• Home
  • V1
  • Apparel
  • DLF and Ferragamo decide to split

DLF and Ferragamo decide to split

By FashionUnited

loading...

Scroll down to read more

After ending its joint venture with Giorgio Armani less than a fortnight ago, DLF has

decided to exit its partnership with another Italian luxury brand Salvatore Ferragamo. According to DLF Brands Chief Executive Officer, Dipak Agarwal, “Luxury is a futuristic business in India at the moment and does not have scale.”

The company would now focus on selling premium and bridge-to-luxury fashion brands such as Boggi, Alcott, Mango, Mothercare, Claire’s and DKNY. After the CII-AT Kearney report on luxury said that India’s luxury market is witnessing a 20 per cent year-on-year growth, there were big talks about the prospects of Indian luxury market. But with many luxury brands exiting their JVs with Indian partners, luxury retail in India seems to be taking a different turn.

In fact, most international brands have decided not to make a solo entry after the government agreed to 100 per cent FDI in single-brand retail.
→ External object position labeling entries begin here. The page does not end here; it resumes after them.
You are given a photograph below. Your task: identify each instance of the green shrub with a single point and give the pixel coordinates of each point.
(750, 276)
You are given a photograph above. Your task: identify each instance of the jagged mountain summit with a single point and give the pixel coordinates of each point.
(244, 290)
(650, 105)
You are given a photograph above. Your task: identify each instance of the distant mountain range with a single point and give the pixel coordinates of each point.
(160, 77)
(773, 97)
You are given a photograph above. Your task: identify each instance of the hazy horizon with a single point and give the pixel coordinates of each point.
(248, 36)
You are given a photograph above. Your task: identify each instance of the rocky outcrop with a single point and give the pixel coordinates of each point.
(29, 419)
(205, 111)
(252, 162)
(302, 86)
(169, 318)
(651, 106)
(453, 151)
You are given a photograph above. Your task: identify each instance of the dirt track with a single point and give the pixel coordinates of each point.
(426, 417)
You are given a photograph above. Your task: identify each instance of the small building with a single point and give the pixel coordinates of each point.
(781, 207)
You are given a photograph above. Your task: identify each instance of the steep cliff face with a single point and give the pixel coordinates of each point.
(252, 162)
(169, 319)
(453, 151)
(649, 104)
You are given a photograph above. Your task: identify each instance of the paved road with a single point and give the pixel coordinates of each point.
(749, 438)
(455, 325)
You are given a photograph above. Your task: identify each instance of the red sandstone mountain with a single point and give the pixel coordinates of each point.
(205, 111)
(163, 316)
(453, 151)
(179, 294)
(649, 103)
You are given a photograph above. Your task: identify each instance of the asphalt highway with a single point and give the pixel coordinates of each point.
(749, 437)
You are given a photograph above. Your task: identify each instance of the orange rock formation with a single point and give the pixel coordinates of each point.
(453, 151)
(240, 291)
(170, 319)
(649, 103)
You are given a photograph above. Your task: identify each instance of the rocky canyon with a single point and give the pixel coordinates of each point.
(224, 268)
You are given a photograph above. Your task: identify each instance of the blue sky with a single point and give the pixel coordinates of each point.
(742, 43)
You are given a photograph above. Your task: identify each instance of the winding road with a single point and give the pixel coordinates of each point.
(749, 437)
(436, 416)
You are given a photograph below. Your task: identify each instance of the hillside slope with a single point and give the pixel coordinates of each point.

They want to first understand the Indian market with the local partner and FDI rider of 30 per cent mandatory sourcing from SMEs has become a hurdle in the way of those who were considering the option.

Agarwal points out that while luxury brands have a big future in India, it will require another five to seven years to achieve scale and market size. DLF has had only four Ferragamo and three Armani stores since it entered the luxury brands segment in 2008 as expansion of these brands in a limited market was getting difficult.

High rentals of premium properties, lack of quality retail spaces, lack of skilled labour and high import duties have further proved to be mood dampeners for India’s luxury retail.